“Esta juventud está malograda hasta el fondo de su corazón. Muchos jóvenes son malhechores y ociosos. Jamás serán como la juventud de antes. La juventud de hoy no será capaz de mantener nuestra cultura”. Es una frase apocalíptica en caldeo hace cuatro mil años, descubierta escrita en un vaso de arcilla.

Seguimos viviendo a cada momento ese fin mundial, con la soberbia de algunos que lo catalogan como universal, y cada paso que damos parece llevarnos a él. Que del 22 no pasamos, que la crisis pandémica llegó para acabarnos antes de tiempo, que el calentamiento debe urgirnos a reaccionar de inmediato, en fin.

Todos tienen la razón: el mundo termina cada día, cada vez con más drama, y  en un velorio por la  noche se pueden acabar varias formas de hacer las cosas, la manera de expresarse, la tendencia en las redes sobre los hechos que aparecen a montón en cualquier lugar del mundo, o mejor, en cada lugar de nuestro submundo, Colombia.

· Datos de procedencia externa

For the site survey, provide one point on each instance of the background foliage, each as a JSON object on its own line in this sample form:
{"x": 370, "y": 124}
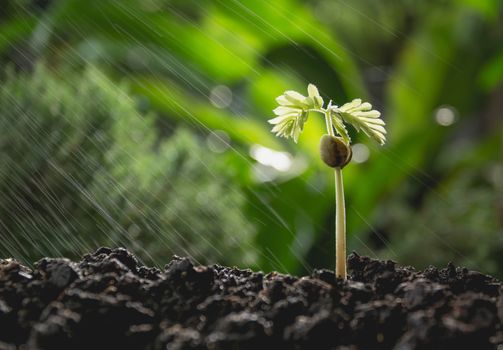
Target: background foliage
{"x": 213, "y": 68}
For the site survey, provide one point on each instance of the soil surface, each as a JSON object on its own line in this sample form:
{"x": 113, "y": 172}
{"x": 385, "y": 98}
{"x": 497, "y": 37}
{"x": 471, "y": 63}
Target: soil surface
{"x": 110, "y": 301}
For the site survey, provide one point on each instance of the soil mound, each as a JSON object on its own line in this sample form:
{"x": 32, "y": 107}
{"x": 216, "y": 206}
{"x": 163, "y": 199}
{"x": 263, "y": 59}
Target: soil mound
{"x": 110, "y": 301}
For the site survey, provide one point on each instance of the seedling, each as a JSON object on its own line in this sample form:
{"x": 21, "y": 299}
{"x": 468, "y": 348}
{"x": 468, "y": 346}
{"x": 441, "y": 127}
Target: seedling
{"x": 335, "y": 147}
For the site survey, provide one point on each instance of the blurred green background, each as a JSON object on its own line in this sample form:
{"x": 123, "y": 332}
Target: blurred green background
{"x": 144, "y": 124}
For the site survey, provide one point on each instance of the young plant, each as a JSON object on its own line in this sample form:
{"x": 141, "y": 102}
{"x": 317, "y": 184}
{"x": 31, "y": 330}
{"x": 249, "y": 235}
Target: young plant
{"x": 335, "y": 150}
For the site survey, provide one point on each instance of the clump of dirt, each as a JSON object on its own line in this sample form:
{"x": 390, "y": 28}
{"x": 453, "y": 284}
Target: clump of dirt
{"x": 110, "y": 301}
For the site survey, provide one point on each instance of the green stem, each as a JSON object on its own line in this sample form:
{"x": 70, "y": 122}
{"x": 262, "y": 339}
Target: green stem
{"x": 340, "y": 215}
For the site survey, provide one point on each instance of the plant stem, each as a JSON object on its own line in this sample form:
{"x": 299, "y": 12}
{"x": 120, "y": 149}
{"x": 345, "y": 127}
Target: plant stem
{"x": 340, "y": 215}
{"x": 340, "y": 226}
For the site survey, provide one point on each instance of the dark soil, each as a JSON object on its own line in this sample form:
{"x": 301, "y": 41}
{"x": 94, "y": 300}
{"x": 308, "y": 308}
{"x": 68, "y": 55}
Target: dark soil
{"x": 110, "y": 301}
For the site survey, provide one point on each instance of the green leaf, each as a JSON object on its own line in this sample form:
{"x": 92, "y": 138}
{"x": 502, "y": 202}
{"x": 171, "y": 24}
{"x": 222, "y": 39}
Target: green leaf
{"x": 363, "y": 118}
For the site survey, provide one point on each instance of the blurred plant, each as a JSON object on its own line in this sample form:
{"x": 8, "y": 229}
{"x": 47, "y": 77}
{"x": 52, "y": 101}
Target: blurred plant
{"x": 82, "y": 168}
{"x": 335, "y": 151}
{"x": 460, "y": 221}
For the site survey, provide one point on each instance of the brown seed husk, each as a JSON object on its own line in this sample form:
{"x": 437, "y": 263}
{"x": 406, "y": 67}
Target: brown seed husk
{"x": 334, "y": 151}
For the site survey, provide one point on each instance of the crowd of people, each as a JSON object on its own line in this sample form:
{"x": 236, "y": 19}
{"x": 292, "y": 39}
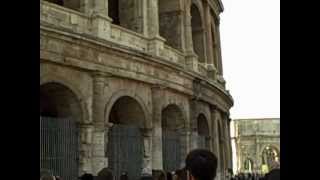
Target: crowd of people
{"x": 200, "y": 165}
{"x": 272, "y": 175}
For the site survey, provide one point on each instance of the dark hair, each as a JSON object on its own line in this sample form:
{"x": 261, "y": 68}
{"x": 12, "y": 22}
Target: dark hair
{"x": 202, "y": 164}
{"x": 86, "y": 176}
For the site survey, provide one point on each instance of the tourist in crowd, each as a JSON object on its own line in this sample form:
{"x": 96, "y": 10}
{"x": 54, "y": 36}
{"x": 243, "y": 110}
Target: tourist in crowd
{"x": 201, "y": 165}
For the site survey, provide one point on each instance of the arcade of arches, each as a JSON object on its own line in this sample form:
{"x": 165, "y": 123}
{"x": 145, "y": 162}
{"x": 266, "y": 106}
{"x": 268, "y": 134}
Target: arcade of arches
{"x": 257, "y": 143}
{"x": 131, "y": 85}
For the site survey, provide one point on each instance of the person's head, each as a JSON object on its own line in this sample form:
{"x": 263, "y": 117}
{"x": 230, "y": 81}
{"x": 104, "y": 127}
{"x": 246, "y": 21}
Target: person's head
{"x": 181, "y": 174}
{"x": 201, "y": 164}
{"x": 86, "y": 176}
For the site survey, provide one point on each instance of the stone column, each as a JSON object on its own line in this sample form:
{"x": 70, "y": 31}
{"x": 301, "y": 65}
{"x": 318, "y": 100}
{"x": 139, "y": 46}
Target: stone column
{"x": 218, "y": 46}
{"x": 211, "y": 68}
{"x": 99, "y": 160}
{"x": 191, "y": 57}
{"x": 216, "y": 141}
{"x": 226, "y": 141}
{"x": 156, "y": 43}
{"x": 101, "y": 22}
{"x": 85, "y": 154}
{"x": 157, "y": 96}
{"x": 207, "y": 24}
{"x": 193, "y": 123}
{"x": 230, "y": 144}
{"x": 147, "y": 155}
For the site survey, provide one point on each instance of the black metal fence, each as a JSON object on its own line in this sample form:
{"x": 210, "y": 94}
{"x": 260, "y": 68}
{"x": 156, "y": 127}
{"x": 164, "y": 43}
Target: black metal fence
{"x": 125, "y": 151}
{"x": 59, "y": 147}
{"x": 171, "y": 150}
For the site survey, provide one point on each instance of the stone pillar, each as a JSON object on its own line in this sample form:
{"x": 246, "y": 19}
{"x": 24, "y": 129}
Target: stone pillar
{"x": 226, "y": 142}
{"x": 230, "y": 144}
{"x": 157, "y": 96}
{"x": 191, "y": 57}
{"x": 156, "y": 43}
{"x": 193, "y": 124}
{"x": 218, "y": 46}
{"x": 98, "y": 154}
{"x": 216, "y": 141}
{"x": 85, "y": 154}
{"x": 147, "y": 156}
{"x": 101, "y": 22}
{"x": 207, "y": 24}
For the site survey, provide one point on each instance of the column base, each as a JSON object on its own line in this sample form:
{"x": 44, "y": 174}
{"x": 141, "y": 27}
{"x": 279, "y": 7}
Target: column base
{"x": 192, "y": 62}
{"x": 212, "y": 71}
{"x": 156, "y": 45}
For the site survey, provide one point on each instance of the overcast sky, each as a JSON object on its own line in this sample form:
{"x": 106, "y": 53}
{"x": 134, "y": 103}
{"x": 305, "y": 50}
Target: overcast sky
{"x": 250, "y": 40}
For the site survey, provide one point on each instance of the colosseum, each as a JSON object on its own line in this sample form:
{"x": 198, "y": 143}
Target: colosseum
{"x": 132, "y": 85}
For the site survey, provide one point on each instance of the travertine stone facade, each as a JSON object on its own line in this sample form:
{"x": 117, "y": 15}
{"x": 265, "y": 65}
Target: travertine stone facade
{"x": 134, "y": 59}
{"x": 253, "y": 137}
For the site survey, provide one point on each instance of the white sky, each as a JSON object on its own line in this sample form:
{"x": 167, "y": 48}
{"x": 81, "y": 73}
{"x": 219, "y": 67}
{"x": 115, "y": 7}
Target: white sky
{"x": 250, "y": 40}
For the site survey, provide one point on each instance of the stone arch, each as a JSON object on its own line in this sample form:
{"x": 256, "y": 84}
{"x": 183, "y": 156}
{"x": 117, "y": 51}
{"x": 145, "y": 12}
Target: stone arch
{"x": 60, "y": 116}
{"x": 275, "y": 153}
{"x": 147, "y": 123}
{"x": 127, "y": 143}
{"x": 248, "y": 164}
{"x": 173, "y": 111}
{"x": 198, "y": 35}
{"x": 64, "y": 81}
{"x": 71, "y": 4}
{"x": 173, "y": 142}
{"x": 126, "y": 13}
{"x": 274, "y": 146}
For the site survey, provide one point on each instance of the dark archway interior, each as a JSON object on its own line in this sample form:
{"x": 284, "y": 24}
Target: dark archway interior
{"x": 127, "y": 111}
{"x": 197, "y": 33}
{"x": 170, "y": 23}
{"x": 203, "y": 127}
{"x": 172, "y": 124}
{"x": 270, "y": 156}
{"x": 172, "y": 118}
{"x": 126, "y": 13}
{"x": 125, "y": 139}
{"x": 60, "y": 113}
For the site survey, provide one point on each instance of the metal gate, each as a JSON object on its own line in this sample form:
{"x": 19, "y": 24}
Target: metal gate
{"x": 59, "y": 147}
{"x": 171, "y": 150}
{"x": 125, "y": 151}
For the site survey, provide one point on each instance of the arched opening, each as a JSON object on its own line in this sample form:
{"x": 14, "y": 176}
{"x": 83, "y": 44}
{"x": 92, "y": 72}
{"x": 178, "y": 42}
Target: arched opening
{"x": 172, "y": 124}
{"x": 127, "y": 14}
{"x": 125, "y": 139}
{"x": 270, "y": 158}
{"x": 248, "y": 165}
{"x": 203, "y": 132}
{"x": 197, "y": 33}
{"x": 71, "y": 4}
{"x": 60, "y": 114}
{"x": 170, "y": 22}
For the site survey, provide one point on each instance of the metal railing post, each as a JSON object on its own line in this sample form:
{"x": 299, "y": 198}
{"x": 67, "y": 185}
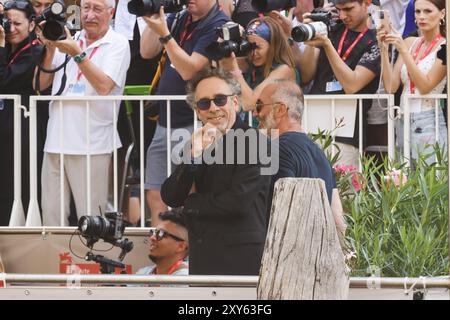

Como si nos quisieran sacar del foco en lo fundamental, surgen maletines sospechosos,  anticipos llenos de corrupción, paros ya exánimes, investigaciones eternas a los mismos sobre lo mismo, bolsas repletas de compromisos, apoyos presidenciales cargados de infantilismos tercos y absurdos, todos ellos registrados en mayúsculas por algunos medios que reflejan su nombre: medios, de mediocres, de impulsadores del sinsentido, de propulsores del amarillismo. Sopesar el impacto de las noticias y su trascendencia en la vida del país ha dejado de ser el enfoque de los editores en salvaje competencia con las redes sociales. La audiencia brama por sangre, odio, resentimiento, angustia, desazón; y ellos se los dan. En cucharadas soperas, como los antiácidos. Sólo que en vez de quitar la gastritis la exacerban. Es que las dosis de espantos colombianos del bienestar y la concordia, ya del lado del gobierno, ya del lado de la oposición, por cuenta de las farc,  a costa de pillos, de cargo de las terquedades con frenar procesos consolidados, demandan cuidados intensivos de la salud física y mental de todos nosotros.

No se reclama el ocultamiento de los eventos que aparecen en la vida diaria: por el contrario, se pretende que ocupen su lugar para que los análisis estructurados sobre cada situación particular puedan conducir a formar criterios sensatos en la gente que urge información imparcial. Pero sí quisiéramos ver de titulares la pobreza, la necesidad de justicia social, los desequilibrios en la balanza de la justicia, aquella que por excelencia debe brillar en cualquier sociedad, el compromiso con educar mejor nuestra juventud.

Al morir cada día la nación de manera apocalíptica, su amanecer siguiente se da sin saber cual ha de ser su derrotero. Sólo sabe que morirá nuevamente al finalizar el día posterior, de la misma manera drástica y  espantosa con la que lo hizo el anterior, para complacer el deseo de agitar las ambiciones por sintonía a toda costa.

Respeto algunos medios que buscan acudir a la verdad en una dirección ponderada, sin escándalos ni ampulosidades. Desafortunadamente, cada vez más escasos, menos argumentativos y ponderados, pero aún así merecen nuestro aplauso y estímulo, al que convido a nuestros lectores.

Con frecuencia me pregunto si ese desastre diario que destacan los titulares de medios es la verdadera Colombia en la que vivo; y añado al cuestionario si habría lugar a destacar por sobre esos detalles violentos, corruptos, soberbios, algunos eventos que rescaten del pesimismo nuestro afligido corazón patriota. Brillan de manera fugaz en el panorama algunos esfuerzos deportivos individuales, que nos recuerdan que para sobresalir hay que luchar. Pero terminadas las justas, volvemos a la suma inacabada y acumulativa de pillajes, arbitrariedades, desequilibrios del poder y cúmulo de injusticias sociales.

Como en la Babilonia del ayer, las escrituras sobre la situación de hoy no podrían dejar de describir el desastre. Y en los siglos por transcurrir hasta llegar a comparar las historias, se habrán de topar con la visión del apocalipsis actual. Sólo que en esta oportunidad, no culparemos a los jóvenes: somos los mayores quienes tenemos la mayor cuota de responsabilidad por dejar de brindar un mejor momento a quienes nos sucederán. Mea culpa.